Opponents of the federal rules are utilizing religion as a sword to impose their own religiosity on others much moreso than as a protective shield. Indeed, some objectors to the rule have even been advocates for new federal laws that would allow individuals to object to otherwise medically mandated care on grounds of religious conscientiousness.
This approach is perilous, as Nicholas Kristof suggested in Saturday’s New York Times: “Do we really want to make accommodations across the range of faith? What if organizations affiliated with Jehovah’s Witnesses insisted on health insurance that did not cover blood transfusions? What if ultraconservative Muslim or Jewish organizations objected to health care except at sex-segregated clinics?”

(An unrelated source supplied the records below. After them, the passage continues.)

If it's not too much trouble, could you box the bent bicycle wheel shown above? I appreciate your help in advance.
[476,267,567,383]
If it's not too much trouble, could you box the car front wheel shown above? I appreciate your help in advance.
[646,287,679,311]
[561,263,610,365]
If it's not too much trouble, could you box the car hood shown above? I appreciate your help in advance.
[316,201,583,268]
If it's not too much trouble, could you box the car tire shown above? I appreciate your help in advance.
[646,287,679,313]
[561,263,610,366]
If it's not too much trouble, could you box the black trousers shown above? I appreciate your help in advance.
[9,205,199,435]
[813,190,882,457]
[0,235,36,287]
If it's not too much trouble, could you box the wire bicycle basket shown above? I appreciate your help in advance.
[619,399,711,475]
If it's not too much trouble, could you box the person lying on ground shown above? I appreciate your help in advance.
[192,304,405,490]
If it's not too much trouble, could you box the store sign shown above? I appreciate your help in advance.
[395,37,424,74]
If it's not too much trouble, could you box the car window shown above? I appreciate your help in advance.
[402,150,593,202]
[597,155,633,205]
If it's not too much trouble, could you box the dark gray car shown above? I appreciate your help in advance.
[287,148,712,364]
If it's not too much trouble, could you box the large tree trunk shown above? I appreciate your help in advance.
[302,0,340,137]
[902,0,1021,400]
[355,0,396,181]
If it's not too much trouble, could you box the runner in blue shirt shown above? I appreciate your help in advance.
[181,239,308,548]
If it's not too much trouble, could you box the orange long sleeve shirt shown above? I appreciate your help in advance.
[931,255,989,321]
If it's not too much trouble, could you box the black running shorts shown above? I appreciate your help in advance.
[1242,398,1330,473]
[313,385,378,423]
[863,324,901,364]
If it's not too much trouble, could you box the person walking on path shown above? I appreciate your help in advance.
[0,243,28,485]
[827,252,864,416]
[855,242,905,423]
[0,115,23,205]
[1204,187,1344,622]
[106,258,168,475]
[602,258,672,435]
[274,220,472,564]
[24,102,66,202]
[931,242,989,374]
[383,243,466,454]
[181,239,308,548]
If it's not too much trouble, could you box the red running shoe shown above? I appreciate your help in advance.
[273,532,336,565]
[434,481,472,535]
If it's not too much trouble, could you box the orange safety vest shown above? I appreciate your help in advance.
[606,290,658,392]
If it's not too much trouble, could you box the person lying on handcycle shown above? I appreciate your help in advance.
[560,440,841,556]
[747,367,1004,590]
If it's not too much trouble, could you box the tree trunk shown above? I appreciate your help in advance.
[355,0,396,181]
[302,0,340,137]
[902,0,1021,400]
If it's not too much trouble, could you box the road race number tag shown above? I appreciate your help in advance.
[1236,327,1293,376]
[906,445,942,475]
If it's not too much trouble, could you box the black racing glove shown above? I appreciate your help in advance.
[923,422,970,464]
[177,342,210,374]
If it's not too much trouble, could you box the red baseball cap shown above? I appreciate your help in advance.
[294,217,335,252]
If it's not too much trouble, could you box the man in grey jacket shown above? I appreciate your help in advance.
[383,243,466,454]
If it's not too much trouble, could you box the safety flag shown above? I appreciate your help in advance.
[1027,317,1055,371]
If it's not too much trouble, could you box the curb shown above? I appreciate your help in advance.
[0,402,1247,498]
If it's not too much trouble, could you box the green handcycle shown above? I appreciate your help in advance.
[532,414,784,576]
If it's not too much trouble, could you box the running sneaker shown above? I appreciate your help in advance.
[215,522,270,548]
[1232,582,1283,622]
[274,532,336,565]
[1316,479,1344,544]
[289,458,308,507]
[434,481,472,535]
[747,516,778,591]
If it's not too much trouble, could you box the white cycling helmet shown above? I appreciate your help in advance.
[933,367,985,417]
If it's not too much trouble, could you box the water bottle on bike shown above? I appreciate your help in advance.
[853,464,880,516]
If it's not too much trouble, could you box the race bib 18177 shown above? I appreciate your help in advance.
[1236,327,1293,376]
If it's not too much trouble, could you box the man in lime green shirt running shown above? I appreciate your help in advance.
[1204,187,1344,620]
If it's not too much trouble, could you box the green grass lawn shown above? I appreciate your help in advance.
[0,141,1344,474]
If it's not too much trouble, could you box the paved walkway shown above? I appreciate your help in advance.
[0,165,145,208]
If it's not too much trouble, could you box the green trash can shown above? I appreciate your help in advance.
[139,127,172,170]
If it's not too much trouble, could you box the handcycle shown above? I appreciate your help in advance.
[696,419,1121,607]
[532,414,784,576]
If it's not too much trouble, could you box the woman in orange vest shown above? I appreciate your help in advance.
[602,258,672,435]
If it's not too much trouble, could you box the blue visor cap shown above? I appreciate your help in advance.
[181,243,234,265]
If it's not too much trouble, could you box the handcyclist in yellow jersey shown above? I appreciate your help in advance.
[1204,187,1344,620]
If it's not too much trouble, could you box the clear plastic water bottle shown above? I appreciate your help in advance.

Religious dogma does not and cannot always trump public policy, as authorities no less than the United States Supreme Court have stated. Effective policy is typically a response to actual societal practices, and Guttmacher’s studies show that despite church mandates to the contrary, close to 100 percent of American women who had recently engaged in sex (including Catholics) utilized birth control. While this data does not undercut the right of an institution to advocate its own belief system, neither does it make a persuasive case to trump a health care rule that applies to practices well outside a religion’s core practices.
Some voices in the Jewish community have objected to the rules as an unwarranted intrusion into religious groups’ belief systems. We disagree. We believe the exemptions for purely religious practices are sound, and we believe that making contraception universally available and affordable is a sound public policy decision. The compromise rule in particular demonstrates respect for religious belief and institutions, while taking a significant step in favor of reproductive rights and health.